North Korea has promised to shut its atomic test site within weeks and invite American weapons experts to verify its closure, Seoul reported Sunday, as new US Secretary of State Mike Pompeo said Washington had an "obligation" to pursue peace.
North Korean leader Kim Jong Un -- who may meet US President Donald Trump as early as next month -- also said Pyongyang would have no need for nuclear weapons if it were promised it would not be invaded, according to Seoul.
Friday's historic meeting saw Kim and South Korean President Moon Jae-in agree to pursue the complete denuclearisation of the peninsula.
Washington's new chief diplomat said he and Kim held in-depth talks about a denuclearisation "mechanism" when they met over Easter.
"We talked a great deal about what it might look like, what this complete, verifiable, irreversible mechanism might look like," Pompeo said.
"We have an obligation to engage in diplomatic discourse to try and find a peaceful solution so that Americans aren't held at risk by Kim Jong Un and his nuclear arsenal," Pompeo told ABC, saying there is a "real opportunity" for progress.
He was speaking as the Blue House in Seoul reported Kim told Moon during the summit he would close the North's nuclear test site in May.
Kim also said he "would soon invite experts of South Korea and the US as well as journalists to disclose the process to the international community with transparency", Seoul's presidential spokesman Yoon Young-chan added.
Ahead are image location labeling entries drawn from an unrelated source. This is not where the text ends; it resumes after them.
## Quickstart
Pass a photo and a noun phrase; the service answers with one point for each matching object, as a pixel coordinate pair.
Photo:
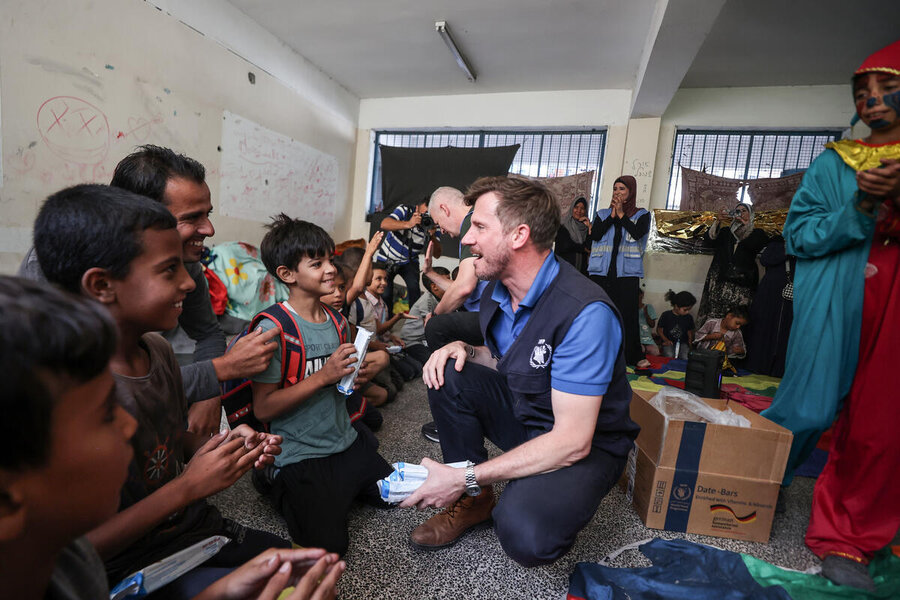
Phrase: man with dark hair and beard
(561, 421)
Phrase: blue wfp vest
(630, 260)
(526, 364)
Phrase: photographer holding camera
(409, 229)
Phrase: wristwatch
(472, 487)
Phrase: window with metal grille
(743, 155)
(541, 153)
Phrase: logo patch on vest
(540, 356)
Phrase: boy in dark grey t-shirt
(324, 465)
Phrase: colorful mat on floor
(753, 391)
(684, 570)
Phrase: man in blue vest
(548, 388)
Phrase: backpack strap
(293, 351)
(340, 323)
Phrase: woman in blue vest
(618, 238)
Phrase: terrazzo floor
(381, 564)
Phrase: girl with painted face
(844, 228)
(733, 275)
(618, 237)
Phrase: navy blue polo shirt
(583, 363)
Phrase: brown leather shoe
(446, 527)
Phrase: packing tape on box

Tensions spiked last year over the North's testing of atomic weapons and long-range missiles, including some capable of reaching the US mainland.
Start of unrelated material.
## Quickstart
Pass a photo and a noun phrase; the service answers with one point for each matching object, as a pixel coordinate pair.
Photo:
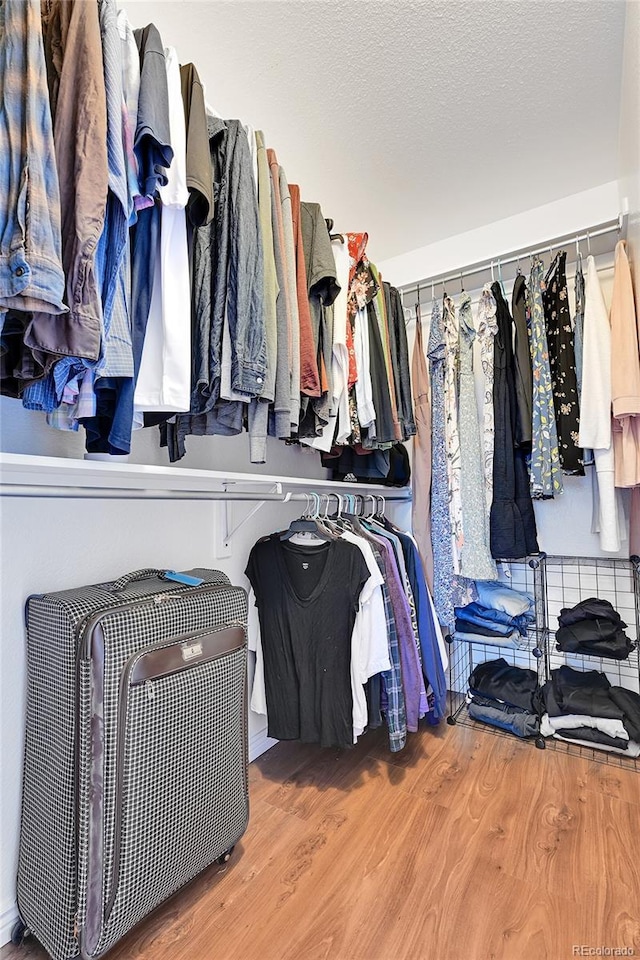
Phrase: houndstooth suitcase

"Kim said 'the US feels repelled by us, but once we talk, they will realise that I am not a person who will fire a nuclear weapon to the South or the US or target the US'," according to Yoon.
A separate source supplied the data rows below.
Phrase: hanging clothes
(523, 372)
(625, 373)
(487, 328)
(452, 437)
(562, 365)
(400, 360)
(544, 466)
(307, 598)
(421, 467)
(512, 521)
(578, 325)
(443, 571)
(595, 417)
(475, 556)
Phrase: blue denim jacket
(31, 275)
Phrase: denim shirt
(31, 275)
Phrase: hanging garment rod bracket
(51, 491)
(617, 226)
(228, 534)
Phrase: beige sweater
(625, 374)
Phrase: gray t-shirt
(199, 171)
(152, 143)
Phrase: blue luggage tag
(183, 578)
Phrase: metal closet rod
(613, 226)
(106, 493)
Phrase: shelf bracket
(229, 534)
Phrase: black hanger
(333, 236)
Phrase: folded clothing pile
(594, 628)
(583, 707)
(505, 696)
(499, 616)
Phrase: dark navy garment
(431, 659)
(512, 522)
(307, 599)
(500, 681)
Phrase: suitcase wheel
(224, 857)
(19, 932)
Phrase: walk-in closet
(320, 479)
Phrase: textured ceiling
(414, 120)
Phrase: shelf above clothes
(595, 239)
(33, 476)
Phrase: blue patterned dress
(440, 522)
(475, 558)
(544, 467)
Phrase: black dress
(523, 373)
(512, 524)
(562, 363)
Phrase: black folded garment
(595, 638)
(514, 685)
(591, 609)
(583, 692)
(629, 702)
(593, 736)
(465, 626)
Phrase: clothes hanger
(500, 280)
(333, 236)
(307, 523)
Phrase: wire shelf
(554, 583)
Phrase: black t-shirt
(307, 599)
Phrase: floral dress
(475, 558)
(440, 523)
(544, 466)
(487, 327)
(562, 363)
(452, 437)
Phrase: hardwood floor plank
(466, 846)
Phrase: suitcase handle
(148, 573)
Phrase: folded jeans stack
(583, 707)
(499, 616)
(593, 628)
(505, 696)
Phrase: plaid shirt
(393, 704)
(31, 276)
The North Korean leader reported added: "If we meet often (with the US), build trust, end the war and eventually are promised no invasion, why would we live with the nuclear weapons?"
Kim also slammed speculation that the North's Punggye-ri nuclear test site was already unusable after an underground tunnel there reportedly collapsed.
"As they will see once they visit, there are two more tunnels (at the test site) that are even bigger... and they are in good condition," he was quoted as saying.
The remarks are likely to be seen as a sweetener ahead of Trump's eagerly-awaited summit with Kim, which the US president said would take place "in the next three or four weeks".
Trump touted his ability to achieve a nuclear deal with the regime at a campaign-style rally in Michigan to cheers and chants of "Nobel! Nobel!"
The US leader has been eager to play up his role in achieving a breakthrough with Pyongyang through his "maximum pressure" campaign involving tough rhetoric, stronger sanctions and diplomatic efforts to further isolate the regime.
"Months ago, do you remember what they were saying? 'He's going to get us into nuclear war, they said,'" Trump told supporters in Washington Township, north of Detroit.
"No, strength is going to keep us out of nuclear war, not going to get us in!"
But Trump also sounded a note of caution, saying he was prepared to walk away if US demands for North Korea to relinquish its atomic arsenal were not met.
Trump held phone calls earlier Saturday with both Moon and Japan's Prime Minister Shinzo Abe, declaring "things are going very well", as CBS News reported that Mongolia and Singapore are the final two locations under consideration for his meeting with Kim.
Pyongyang has demanded as-yet-unspecified security guarantees to discuss its arsenal, but Kim could use the Trump meeting to agree on "the range of nuclear weapons and facilities to be dismantled and specific timeframe to do so", said Hong Min, an analyst at the Korea Institute for National Unification.
But Kim's remark about his personal good intentions may be aimed at using Trump's "troubling tendency to take authoritarian rulers at their word," said Adam Mount, a senior fellow at the Federation of American Scientists in Washington.
Trump's new National Security Advisor, John Bolton, cited Libya's decision to give up its nuclear programme as a model for North Korea.
"We have very much in mind the Libya model from 2003, 2004," Bolton told Fox News Sunday.
Kim and Moon said at their summit that they had a "common goal of realising, through complete denuclearisation, a nuclear-free Korean Peninsula."
But the phrase is a diplomatic euphemism open to interpretation on both sides.
Pyongyang has long wanted to see an end to the US military presence and nuclear umbrella over the South, but it invaded its neighbour in 1950 and is the only one of the two Koreas to possess nuclear weapons.
The two leaders also pledged in a joint statement to formally end the Korean War, which ceased in 1953 with an armistice rather than a peace treaty.
And in another conciliatory gesture, Kim said he would move North Korea's clocks 30 minutes forward to unify with the South's time zone, Seoul said Sunday. Pyongyang changed its standard time to half an hour behind the South in 2015.